Forensic odontologists who compared the corpse’s teeth to Oswald’s dental X-rays found that three of the teeth in the corpse’s skull were exactly the same shape as in the documents, while other teeth and pulpal were very similar. In addition, the mastoidectomy scar was clearly present on the left side of the skull. At a press conference a few hours after the exhumation, Norton stepped before the microphone and announced, “We, both individually and as a team, have concluded beyond any doubt, and I mean beyond any doubt, that the individual buried under the name Lee Harvey Oswald in Rose Hill Cemetery is, in fact, Lee Harvey Oswald.”

Marina said she was happy to have some answers, and wanted to go on with her life. Eddowes, ever the gentleman, issued a statement saying that he was “surprised” by the results, but “in no way disappointed in the apparent disproving of my evidence of imposture.”

Still, not everyone was convinced. During the examination at Baylor, Paul Groody—the mortician who had prepared Oswald for burial in 1963—had been asked to verify whether the body in the coffin was the same one he’d embalmed. At the time he agreed that it was, but later on he had his doubts. A few days after the exhumation, Groody was discussing the events with his assistant, Alan Baumgartner, when both men realized they hadn’t seen a key detail on the corpse’s head. Neither had noticed the craniotomy line, a crevice created when morticians saw off the top of the skull to examine the brain. The mark has a way of sticking around, and sometimes leads the skullcap to fall off during decomposition. Both men were sure that a craniotomy had been performed on Oswald in 1963, and his brain weight is recorded on his autopsy report, which means doctors must have handled his gray matter at some point. Yet neither Groody nor his assistant could remember seeing the mark.

Groody shared his concerns with assassination researchers, and together they developed a theory that makes Eddowes’ look uninspired. While Groody agreed that the body buried in Oswald’s grave was the same one he embalmed, he wasn’t so sure about the head. He believed that the KGB, CIA, FBI, or someone else dug up the corpse in Oswald’s grave before the 1981 exhumation, cut off the head, and replaced it with Oswald’s real noggin, presumably located and retrieved from somewhere deep in Russia. Fittingly, this is known as the “head in a box” theory.

This idea generated a fresh round of interest among conspiracy theorists, and debate was fueled by the fact that it took three years for the Norton team to publish their official account of Oswald’s exhumation in a medical journal. In 1984 their report finally appeared in the Journal of Forensic Sciences, complete with a handsome photo of Oswald’s rotting jaw.

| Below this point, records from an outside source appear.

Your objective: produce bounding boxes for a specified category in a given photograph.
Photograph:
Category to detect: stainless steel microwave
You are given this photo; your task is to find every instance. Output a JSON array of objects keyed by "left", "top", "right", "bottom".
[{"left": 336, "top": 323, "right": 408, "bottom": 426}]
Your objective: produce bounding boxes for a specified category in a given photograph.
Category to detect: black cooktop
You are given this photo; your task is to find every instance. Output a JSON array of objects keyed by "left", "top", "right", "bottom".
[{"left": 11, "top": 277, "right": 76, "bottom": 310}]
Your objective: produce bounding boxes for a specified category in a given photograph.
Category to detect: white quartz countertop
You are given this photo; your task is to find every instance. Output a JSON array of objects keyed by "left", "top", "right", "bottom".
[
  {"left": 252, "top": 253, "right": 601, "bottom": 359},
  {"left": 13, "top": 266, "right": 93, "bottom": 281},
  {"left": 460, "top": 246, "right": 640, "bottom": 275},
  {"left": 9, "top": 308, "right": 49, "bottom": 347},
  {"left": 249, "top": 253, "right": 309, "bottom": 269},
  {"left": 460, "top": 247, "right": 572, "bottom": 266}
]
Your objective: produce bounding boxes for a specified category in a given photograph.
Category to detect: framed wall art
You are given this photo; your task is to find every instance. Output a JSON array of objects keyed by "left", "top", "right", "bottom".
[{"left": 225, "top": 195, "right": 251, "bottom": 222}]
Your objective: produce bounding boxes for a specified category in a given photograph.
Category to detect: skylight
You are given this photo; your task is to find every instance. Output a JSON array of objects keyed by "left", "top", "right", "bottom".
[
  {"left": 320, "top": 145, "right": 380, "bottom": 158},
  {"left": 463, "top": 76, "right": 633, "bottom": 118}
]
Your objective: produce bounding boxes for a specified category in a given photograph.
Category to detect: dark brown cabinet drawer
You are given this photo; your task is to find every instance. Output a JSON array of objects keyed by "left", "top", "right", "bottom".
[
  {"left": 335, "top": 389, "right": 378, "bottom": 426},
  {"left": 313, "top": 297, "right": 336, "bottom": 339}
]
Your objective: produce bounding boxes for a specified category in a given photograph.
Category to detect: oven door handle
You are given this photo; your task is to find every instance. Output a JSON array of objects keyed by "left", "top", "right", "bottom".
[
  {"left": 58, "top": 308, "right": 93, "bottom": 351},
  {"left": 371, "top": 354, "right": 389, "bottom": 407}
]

Among other observations, the report noted that the corpse’s neck column was entirely intact (making any head switch unlikely) and said that the craniotomy line was evident on the skullcap, which was covered by patches of “mummified soft tissue.” Today, some assassination researchers think that Groody and Baumgartner simply failed to notice the craniotomy mark during their brief time in the examination room.

But true conspiracy buffs won’t let evidence stand in the way of a good theory. The Internet and bookstores are rife with reports that the craniotomy mark was missing, or that the head was found rolling around inside the coffin. It’s tempting to suggest that the authors of those theories reread Norton’s article—but of course, she might be in on the conspiracy, too.